Solid verbal skills lay out the facts for periodontal treatment
Lynn Miller, RDH
Case presentation ...dentists attend course after course to learn how to master it. Yet hygienists are never taught it. Case presentations are not a mystery. They are simply the art of allowing the patient to hear and to understand their problem, as well as how we can fix it (or control it). A case presentation puts the control back in your hands and gives the very best care possible to patients.
Case presentations are much like properly sharpened instruments. Sharpened verbal skills expedite treatment plans and ensure the patients will really understand why they need the treatment that we are proposing. Instead of "thinking about it," patients dismiss the fears of pain, money, and ambiguity. They really understand what they need and ask for it.
If we don`t use sharpened verbal skills, 20 to 40 percent "think about it" and promise to call back later.
The process of presenting a case can take only 10 minutes or as long as 40 minutes, depending on the patient. So it is important to "classify" patients first, obtaining a "feel" for how much time will be required. As you practice and get more comfortable, the average time will be about 10 minutes.
Ten steps to case acceptance
Education and communication are the most vital stage of allowing our patients to completely understand their periodontal needs, as well as what treatment modalities are successful or unsuccessful. The process takes 10 to 15 minutes and should include:
- After taking 4 BWX (established patients should already have an FMX) and/or an FMX for new patients, show the patient the bone loss on the film. Study the film carefully before any probing is started. X-rays show what bone loss has already occurred and should be used to get a visual picture of what potential problems the patient has had.
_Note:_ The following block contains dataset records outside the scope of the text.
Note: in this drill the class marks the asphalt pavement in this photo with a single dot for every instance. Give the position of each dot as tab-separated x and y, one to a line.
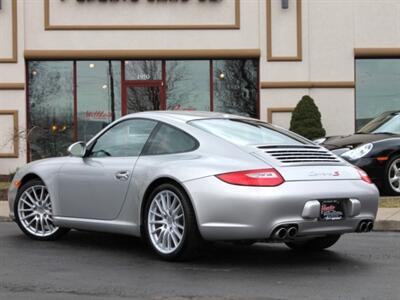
103	266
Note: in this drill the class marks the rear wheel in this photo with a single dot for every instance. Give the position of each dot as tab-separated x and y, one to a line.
315	244
170	224
34	214
392	177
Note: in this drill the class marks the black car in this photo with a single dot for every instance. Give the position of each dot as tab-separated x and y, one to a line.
375	148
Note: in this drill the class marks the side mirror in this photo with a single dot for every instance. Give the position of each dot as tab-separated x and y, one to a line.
77	149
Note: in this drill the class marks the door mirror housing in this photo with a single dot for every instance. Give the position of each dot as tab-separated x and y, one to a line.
77	149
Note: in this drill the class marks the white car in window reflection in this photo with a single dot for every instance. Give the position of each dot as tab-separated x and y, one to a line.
178	179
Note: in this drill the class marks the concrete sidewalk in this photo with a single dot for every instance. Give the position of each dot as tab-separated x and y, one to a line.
388	219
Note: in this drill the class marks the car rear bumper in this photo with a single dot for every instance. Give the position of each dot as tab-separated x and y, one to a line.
231	212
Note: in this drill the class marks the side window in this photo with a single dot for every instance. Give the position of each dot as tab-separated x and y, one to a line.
169	140
124	139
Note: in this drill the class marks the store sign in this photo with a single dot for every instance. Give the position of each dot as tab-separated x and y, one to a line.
142	14
133	1
98	115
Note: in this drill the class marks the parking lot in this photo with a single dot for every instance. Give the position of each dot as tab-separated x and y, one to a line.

- Explain pockets. Use the ADA`s "Don`t Wait Till it Hurts" brochure. Tell the patient to listen for "two" and "three" depths as being healthy, "three" and "four" as being pockets with bleeding (gingivitis), "four" and "five" as pockets with bleeding, infection, and bone loss. Then probe the entire mouth starting with the upper right disto-buccal.
- Classify the patient. Show the patients with a mirror, which areas are bleeding, the condition of the tissue, and any areas that have purulence or exudate.
- Always chart recession after probing. This is the only true way to get an accurate reading of the pocket. For example, if you have 2 mm of recession plus a 3 mm pocket, this equals 5 mm loss of attachment.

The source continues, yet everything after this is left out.